Nancy called "Don't," but no attention was paid. And none needed, since Errol – apparently enjoying himself – swung along the lines as if the ground lay only just beneath his feet… swung out and along the slender ropes to the overhang's edge, then climbed up them as they ran out of sight.

"The rest of you," Dolphus said, "- will be bundles, with short rope-ties hooked to each line. It will be a pleasure trip."

… And so it was. Baj and the others became packages, relieved of responsibility. Short lengths of rope were knotted around them, then hooked right and left to the twin lines running out under the ice ceiling, so they had only to draw themselves across, hand over hand, lying on their backs – the blue ice, two feet above their faces, reflecting weariness as they hauled themselves along, supporting the hanging weight of their packs and weapons.

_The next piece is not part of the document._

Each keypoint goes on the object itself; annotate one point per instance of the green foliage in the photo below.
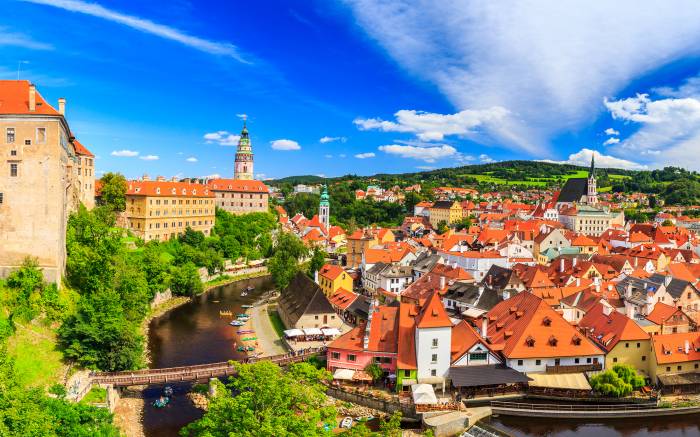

They each trundled across, with a Shrike waiting to transfer their short-rope hooks around the ceiling hooks as they reached them. – Richard first, while a tribesman watched the rig for strain, then Patience, then Nancy… and Baj last. It was their easiest time on the Wall.

And remained easy at the overhang's lip. There – still a bundle – each was met by a Shrike on one of two thicker lines lowered from above, ropes hanging down the cresting shelf's great face, a hundred-foot vertical… the ice, wind-polished, blazing white in the sun.